The push to formally recommit the Turnbull government to reforming 18C of the Racial Discrimination Act (RDA) comes five months after the Senate blocked the government’s attempt to replace the words “offend, insult or humiliate” with “harass” in the provision banning racially discriminatory speech.

In the immediate aftermath, Liberal senator James Paterson, a former deputy executive director of the Institute of Public Affairs, called for the Coalition to take the changes to the next election, and WA Liberal MP Ian Goodenough said the Turnbull government should seek a “fresh electoral mandate” for reform.

Guardian Australia understands the 18C proposal may have broad cross-party support on the weekend, with the vote to occur in the presence of Turnbull and the deputy Liberal leader, Julie Bishop.

The West Australian Young Liberals are planning to propose a motion calling on the government to abolish the minimum wage and acknowledge that it can use “other mechanisms to ensure minimum living standards in order to reduce unemployment and increase workplace participation”.

The Young Liberals also want the federal government to preserve Advance Australia Fair as Australia’s national anthem and to oppose any efforts to amend its wording.

The WA Liberal party’s policy committee will propose its own motion, calling on the federal government to ensure its support for a two state solution to the Israel-Palestine conflict be contingent on the Palestinian leadership’s “unconditional recognition of Israel as an independent sovereign state”.

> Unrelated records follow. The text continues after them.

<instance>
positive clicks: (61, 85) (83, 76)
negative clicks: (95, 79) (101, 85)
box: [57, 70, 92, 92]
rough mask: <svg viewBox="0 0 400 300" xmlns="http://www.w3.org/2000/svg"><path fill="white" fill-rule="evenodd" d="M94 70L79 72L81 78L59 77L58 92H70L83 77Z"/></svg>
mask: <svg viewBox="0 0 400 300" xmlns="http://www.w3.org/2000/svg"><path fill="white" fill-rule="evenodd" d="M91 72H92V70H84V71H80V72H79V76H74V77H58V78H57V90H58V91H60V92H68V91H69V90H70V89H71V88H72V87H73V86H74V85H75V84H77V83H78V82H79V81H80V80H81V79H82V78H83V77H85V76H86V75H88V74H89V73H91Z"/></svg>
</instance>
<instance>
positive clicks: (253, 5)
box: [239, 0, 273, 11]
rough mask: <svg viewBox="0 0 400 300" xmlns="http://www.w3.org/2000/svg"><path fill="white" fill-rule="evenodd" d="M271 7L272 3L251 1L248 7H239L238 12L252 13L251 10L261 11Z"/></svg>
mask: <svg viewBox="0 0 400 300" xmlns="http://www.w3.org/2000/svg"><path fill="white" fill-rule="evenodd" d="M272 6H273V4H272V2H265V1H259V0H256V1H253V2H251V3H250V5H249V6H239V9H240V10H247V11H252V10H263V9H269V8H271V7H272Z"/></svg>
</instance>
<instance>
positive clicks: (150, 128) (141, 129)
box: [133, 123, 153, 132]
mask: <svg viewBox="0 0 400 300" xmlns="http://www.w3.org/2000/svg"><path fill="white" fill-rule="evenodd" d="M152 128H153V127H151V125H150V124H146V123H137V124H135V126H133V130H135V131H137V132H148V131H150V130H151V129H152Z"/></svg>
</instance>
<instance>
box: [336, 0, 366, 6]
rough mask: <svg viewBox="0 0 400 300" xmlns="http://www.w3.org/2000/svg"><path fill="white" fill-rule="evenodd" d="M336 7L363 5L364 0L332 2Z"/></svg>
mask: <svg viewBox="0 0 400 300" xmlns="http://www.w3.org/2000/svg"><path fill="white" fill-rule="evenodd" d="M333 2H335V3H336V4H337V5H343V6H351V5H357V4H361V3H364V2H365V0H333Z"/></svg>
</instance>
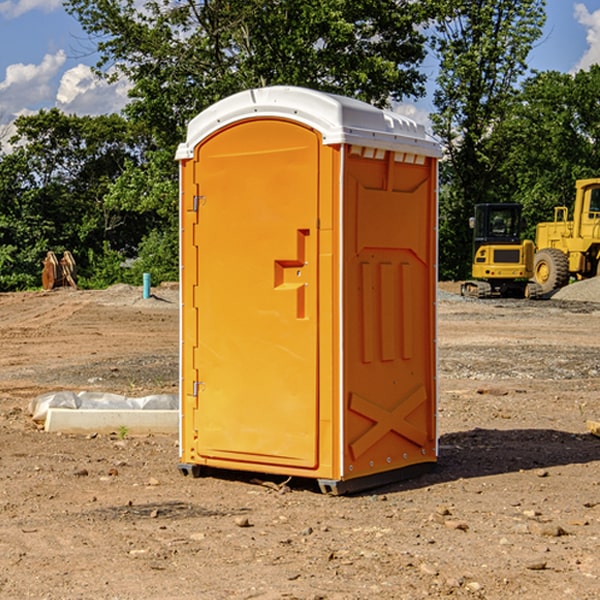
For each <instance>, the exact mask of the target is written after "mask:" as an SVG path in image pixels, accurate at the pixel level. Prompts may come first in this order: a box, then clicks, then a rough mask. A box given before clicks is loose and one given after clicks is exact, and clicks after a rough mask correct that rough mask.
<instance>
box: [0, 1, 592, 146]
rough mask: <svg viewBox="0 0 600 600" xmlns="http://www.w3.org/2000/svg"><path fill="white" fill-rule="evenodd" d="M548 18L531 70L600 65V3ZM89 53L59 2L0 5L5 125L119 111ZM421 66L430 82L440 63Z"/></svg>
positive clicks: (119, 96) (559, 4) (561, 1)
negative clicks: (61, 111)
mask: <svg viewBox="0 0 600 600" xmlns="http://www.w3.org/2000/svg"><path fill="white" fill-rule="evenodd" d="M547 14H548V19H547V24H546V28H545V35H544V38H543V39H542V40H540V42H539V43H538V45H537V46H536V48H535V49H534V50H533V52H532V53H531V55H530V66H531V68H533V69H537V70H550V69H551V70H557V71H562V72H572V71H575V70H577V69H579V68H587V67H589V65H590V64H592V63H596V62H598V63H600V0H547ZM89 50H90V46H89V43H88V42H87V41H86V37H85V35H84V34H83V32H82V31H81V28H80V27H79V24H78V23H77V21H76V20H75V19H74V18H73V17H71V16H70V15H68V14H67V13H66V12H65V11H64V9H63V8H62V2H61V0H0V124H6V123H9V122H10V121H12V120H13V119H14V117H15V116H16V115H19V114H26V113H28V112H34V111H37V110H38V109H40V108H50V107H53V106H57V107H59V108H61V109H62V110H64V111H65V112H67V113H76V114H91V115H95V114H102V113H109V112H113V111H118V110H119V109H120V108H122V106H123V105H124V103H125V102H126V93H127V84H126V82H121V83H120V84H115V85H112V86H108V85H106V84H104V83H102V82H98V81H97V80H95V78H93V77H92V76H91V73H90V70H89V67H90V65H92V64H93V63H94V62H95V57H94V56H93V55H90V53H89ZM424 68H425V70H426V72H429V74H430V75H431V79H433V77H434V71H435V66H434V65H433V64H429V65H428V64H427V63H426V64H425V65H424ZM430 87H431V86H430ZM403 108H407V109H408V110H407V111H406V112H407V113H410V112H412V113H413V115H414V116H415V118H416V119H417V120H420V117H421V118H423V117H424V115H426V113H427V111H428V110H431V108H432V107H431V101H430V99H428V98H426V99H424V100H422V101H420V102H419V103H418V104H417V106H416V108H413V109H412V110H411V108H410V107H403ZM403 112H404V111H403ZM0 137H1V136H0Z"/></svg>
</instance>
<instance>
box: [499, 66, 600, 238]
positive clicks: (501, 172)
mask: <svg viewBox="0 0 600 600" xmlns="http://www.w3.org/2000/svg"><path fill="white" fill-rule="evenodd" d="M599 96H600V66H599V65H593V66H592V67H591V68H590V69H589V71H578V72H577V73H576V74H574V75H572V74H568V73H558V72H556V71H549V72H543V73H537V74H535V75H534V76H532V77H530V78H529V79H527V80H526V81H525V82H524V83H523V86H522V90H521V92H520V94H519V95H518V98H517V100H518V101H517V102H515V103H514V106H513V108H512V110H511V112H510V114H508V115H507V116H506V118H505V119H504V120H503V122H502V123H501V124H500V125H499V126H498V127H497V128H496V131H495V136H494V144H495V146H496V148H495V151H496V152H498V153H500V152H502V154H503V161H502V163H501V165H500V166H499V168H498V172H499V173H498V175H499V178H500V179H501V181H502V182H503V186H502V188H501V189H500V192H501V194H502V195H503V196H505V197H508V198H511V199H512V200H513V201H515V202H520V203H521V204H522V205H523V206H524V214H525V216H526V218H527V222H528V223H529V227H528V231H527V236H528V237H530V238H532V239H533V238H534V236H535V224H536V223H538V222H541V221H548V220H552V219H553V209H554V207H555V206H567V207H571V206H572V203H573V200H574V197H575V181H576V180H577V179H585V178H589V177H598V176H599V175H600V174H599V172H598V165H600V105H598V101H597V99H598V97H599Z"/></svg>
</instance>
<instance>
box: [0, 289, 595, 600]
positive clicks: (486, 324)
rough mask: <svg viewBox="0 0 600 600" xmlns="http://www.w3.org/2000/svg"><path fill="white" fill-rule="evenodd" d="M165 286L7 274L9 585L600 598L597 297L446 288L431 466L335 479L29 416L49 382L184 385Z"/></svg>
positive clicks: (298, 592) (396, 595)
mask: <svg viewBox="0 0 600 600" xmlns="http://www.w3.org/2000/svg"><path fill="white" fill-rule="evenodd" d="M443 287H444V289H445V290H446V292H448V291H456V286H443ZM153 291H154V293H155V297H153V298H150V299H147V300H143V299H142V298H141V288H131V287H128V286H115V287H114V288H110V289H109V290H106V291H94V292H92V291H74V290H56V291H53V292H46V293H43V292H31V293H17V294H0V342H1V344H2V353H1V354H0V598H3V599H4V598H9V599H13V598H14V599H22V598H38V599H42V598H45V599H79V598H81V599H83V598H85V599H86V600H87V599H88V598H94V599H114V600H116V599H142V598H143V599H145V600H149V599H161V600H163V599H170V598H173V599H180V600H191V599H218V600H220V599H229V598H233V599H238V598H244V599H249V598H258V599H263V600H266V599H294V598H296V599H306V600H308V599H311V600H316V599H328V600H332V599H338V600H352V599H357V600H358V599H367V598H369V599H370V598H377V599H411V600H412V599H419V598H425V597H428V598H444V597H453V598H489V599H505V598H509V597H513V598H520V599H537V598H543V599H544V600H559V599H560V600H563V599H571V598H572V599H578V600H587V599H590V600H591V599H595V598H600V470H599V467H600V438H598V437H594V436H593V435H591V434H590V433H588V432H587V430H586V420H587V419H592V420H600V401H599V400H598V398H599V394H600V304H595V303H590V302H576V301H561V300H556V299H552V300H546V301H536V302H527V301H520V300H514V301H499V300H498V301H497V300H491V301H490V300H487V301H477V300H465V299H462V298H460V297H459V296H456V295H453V294H450V293H444V294H442V295H441V298H440V301H439V303H438V305H439V337H438V340H439V367H440V376H439V385H440V400H439V416H438V422H439V433H440V458H439V463H438V466H437V469H436V470H435V471H434V472H432V473H430V474H427V475H425V476H422V477H420V478H418V479H414V480H411V481H406V482H402V483H398V484H394V485H388V486H386V487H384V488H380V489H376V490H372V491H369V492H368V493H363V494H359V495H354V496H344V497H333V496H326V495H322V494H321V493H319V492H318V490H317V488H316V486H314V487H313V486H311V485H309V484H307V482H306V481H301V482H300V481H299V482H296V481H294V480H292V481H290V482H289V484H288V487H287V488H286V487H284V488H282V489H281V490H280V491H278V490H276V489H275V488H276V487H277V486H276V485H273V486H272V487H269V486H267V485H258V484H256V483H253V482H252V480H251V479H250V478H249V477H248V476H244V475H243V474H239V473H238V474H236V473H231V474H228V475H227V476H225V475H223V476H222V477H212V476H211V477H204V478H199V479H193V478H190V477H182V475H181V474H180V473H179V472H178V470H177V462H178V450H177V436H176V435H173V436H159V435H154V436H144V437H133V436H128V435H126V436H125V437H124V438H123V436H122V435H116V434H115V435H80V436H74V435H65V434H63V435H61V434H50V433H46V432H44V431H42V430H40V429H39V428H38V427H36V426H35V424H34V423H33V422H32V420H31V418H30V416H29V415H28V412H27V407H28V404H29V402H30V400H31V399H32V398H35V397H36V396H38V395H39V394H41V393H44V392H48V391H57V390H65V389H66V390H76V391H80V390H90V391H105V392H117V393H121V394H125V395H129V396H143V395H146V394H150V393H159V392H166V393H176V391H177V379H178V366H177V364H178V358H177V351H178V302H177V290H176V289H173V287H168V286H167V287H161V288H157V289H156V290H153ZM598 297H599V298H600V295H599V296H598ZM265 479H268V478H265ZM271 479H272V482H273V483H274V484H279V483H281V480H282V478H280V479H279V480H276V478H271ZM282 492H286V493H282Z"/></svg>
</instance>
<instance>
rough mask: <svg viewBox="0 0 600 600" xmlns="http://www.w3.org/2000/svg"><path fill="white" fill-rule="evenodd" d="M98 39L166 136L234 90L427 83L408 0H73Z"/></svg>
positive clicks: (100, 69) (388, 91) (172, 132)
mask: <svg viewBox="0 0 600 600" xmlns="http://www.w3.org/2000/svg"><path fill="white" fill-rule="evenodd" d="M66 7H67V10H68V11H69V12H71V14H73V15H74V16H76V18H77V19H78V20H79V21H80V23H81V24H82V26H83V28H84V29H85V30H86V31H87V32H88V33H89V34H90V36H92V37H93V39H94V40H96V43H97V47H98V50H99V52H100V56H101V58H100V61H99V63H98V65H97V67H98V70H99V72H101V73H104V74H105V75H107V76H109V77H111V76H112V77H114V76H117V75H118V74H122V75H125V76H126V77H127V78H128V79H129V80H130V81H131V83H132V86H133V87H132V89H131V93H130V95H131V103H130V104H129V106H128V107H127V114H128V115H129V116H130V117H131V118H132V119H134V120H135V121H141V122H144V123H145V124H146V126H147V127H149V131H152V133H153V135H154V136H155V138H156V140H157V142H158V144H159V145H160V146H161V147H163V146H164V145H165V144H166V145H173V144H175V143H176V142H177V141H180V140H181V139H182V134H183V130H184V128H185V126H186V124H187V122H188V121H189V120H190V119H191V118H192V117H193V116H195V115H196V114H197V113H198V112H200V111H201V110H203V109H204V108H206V107H207V106H209V105H211V104H212V103H214V102H216V101H217V100H219V99H221V98H223V97H225V96H229V95H231V94H232V93H235V92H238V91H240V90H243V89H248V88H252V87H260V86H265V85H274V84H286V85H300V86H306V87H312V88H316V89H320V90H323V91H330V92H337V93H341V94H345V95H349V96H353V97H356V98H360V99H363V100H365V101H367V102H372V103H374V104H377V105H384V104H386V103H388V102H389V99H390V98H391V99H401V98H403V97H405V96H411V95H412V96H416V95H419V94H422V93H423V91H424V90H423V82H424V79H425V77H424V75H423V74H421V73H420V72H419V70H418V65H419V63H420V62H421V61H422V60H423V58H424V55H425V49H424V41H425V40H424V37H423V35H422V34H421V33H420V32H419V30H418V29H417V27H416V25H418V24H419V23H422V22H423V21H424V19H425V18H426V11H425V9H424V8H423V6H422V5H421V3H414V2H410V1H409V0H378V1H377V2H374V1H373V0H304V1H303V2H298V1H297V0H204V1H201V2H198V1H196V0H178V1H175V2H174V1H173V0H150V1H147V2H145V3H144V4H143V7H142V8H141V9H140V8H139V3H138V2H135V0H126V1H121V0H68V1H67V2H66Z"/></svg>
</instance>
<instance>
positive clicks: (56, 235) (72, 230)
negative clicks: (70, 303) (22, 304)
mask: <svg viewBox="0 0 600 600" xmlns="http://www.w3.org/2000/svg"><path fill="white" fill-rule="evenodd" d="M15 125H16V129H17V133H16V135H15V136H13V138H12V139H11V144H13V145H14V147H15V149H14V150H13V152H11V153H10V154H6V155H4V156H2V158H1V159H0V246H1V247H2V253H1V258H0V286H1V287H2V288H3V289H11V288H15V287H17V288H22V287H30V286H32V285H39V281H40V279H39V275H40V273H41V260H42V258H43V257H44V256H45V253H46V252H47V251H48V250H53V251H55V252H57V253H58V252H62V251H64V250H70V251H71V252H72V253H73V254H74V256H75V258H76V261H77V263H78V265H79V266H80V270H81V271H82V272H83V274H84V277H85V275H86V271H87V269H88V267H89V262H88V257H89V255H90V254H89V253H90V251H91V252H92V253H95V254H96V255H97V254H102V253H103V251H104V248H105V244H108V247H110V248H112V249H114V250H118V251H119V252H120V253H121V254H123V255H127V253H128V252H129V253H133V252H135V249H136V247H137V246H138V245H139V244H140V242H141V240H142V239H143V236H144V234H145V233H146V232H147V231H149V229H150V227H149V224H148V222H147V221H145V220H142V219H140V216H139V214H138V213H133V212H128V211H126V210H121V209H120V208H115V207H113V206H111V205H110V204H109V203H107V202H105V199H104V197H105V195H106V194H107V192H108V190H109V189H110V185H111V183H112V182H113V181H114V180H115V179H117V178H118V176H119V175H120V174H121V173H122V172H123V170H124V169H125V165H126V164H127V163H128V162H131V161H139V160H140V152H141V148H142V147H143V137H141V136H140V135H137V134H135V133H134V132H132V130H131V127H130V125H129V124H128V123H127V121H125V120H124V119H123V118H122V117H119V116H117V115H109V116H100V117H76V116H67V115H65V114H63V113H61V112H60V111H59V110H57V109H52V110H49V111H40V112H39V113H37V114H35V115H31V116H26V117H20V118H18V119H17V121H16V122H15ZM19 274H20V275H19ZM17 275H19V276H17Z"/></svg>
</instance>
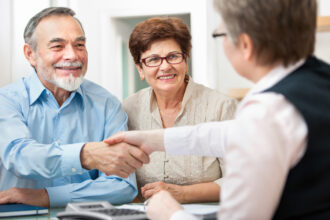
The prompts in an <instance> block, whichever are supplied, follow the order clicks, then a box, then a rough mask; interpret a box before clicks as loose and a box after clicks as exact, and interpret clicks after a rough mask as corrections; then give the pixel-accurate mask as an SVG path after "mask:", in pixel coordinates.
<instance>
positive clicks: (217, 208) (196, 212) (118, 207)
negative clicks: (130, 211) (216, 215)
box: [117, 203, 219, 215]
mask: <svg viewBox="0 0 330 220" xmlns="http://www.w3.org/2000/svg"><path fill="white" fill-rule="evenodd" d="M182 206H183V208H184V210H185V211H186V212H188V213H191V214H193V215H205V214H211V213H217V212H218V209H219V204H216V203H214V204H203V203H199V204H184V205H182ZM117 208H119V209H120V208H122V209H134V210H138V211H146V210H145V208H144V205H143V204H138V203H137V204H134V203H132V204H126V205H121V206H117Z"/></svg>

Another motion will call for the government to move Australia’s embassy in Israel from Tel Aviv to Jerusalem, as US president Donald Trump was considering doing.

The party’s Brand division will also propose a motion calling on the state council in WA to consider the implications of Western Australia seceding from the commonwealth.

They want WA’s state council to establish a committee “of up to six esteemed members”, comprising three former members of parliament and three members of state council, to be chaired by a member of the state executive, to examine the option of WA becoming an independent state.

They want the committee to answer the question “should we try [to secede]”, with a response to be referred to state council no later than July 2018.

In preparation for this weekend’s state conference, the policy committee of the WA Liberal party published a journal of articles.

Tony Abbott has written an essay for the journal in which he takes a veiled swipe at Malcolm Turnbull, arguing that serious policy changes will only occur in Australia when “someone who’s prepared to do them will actually get elected”.

Historian Keith Windschuttle, the editor of Quadrant Magazine, has also contributed an article to the journal, titled The Break-Up of Australia.

Windschuttle has warned the long-term agenda of Australia’s Indigenous “political class” is to form an independent Indigenous government, or governments, that will control “more than 60% of the Australian continent”.

“It means the 140,000 people now living on traditional Aboriginal lands will be the owners of 60% of the entire continent, while the remaining 24 million of us are left with less than 40%,” he has warned.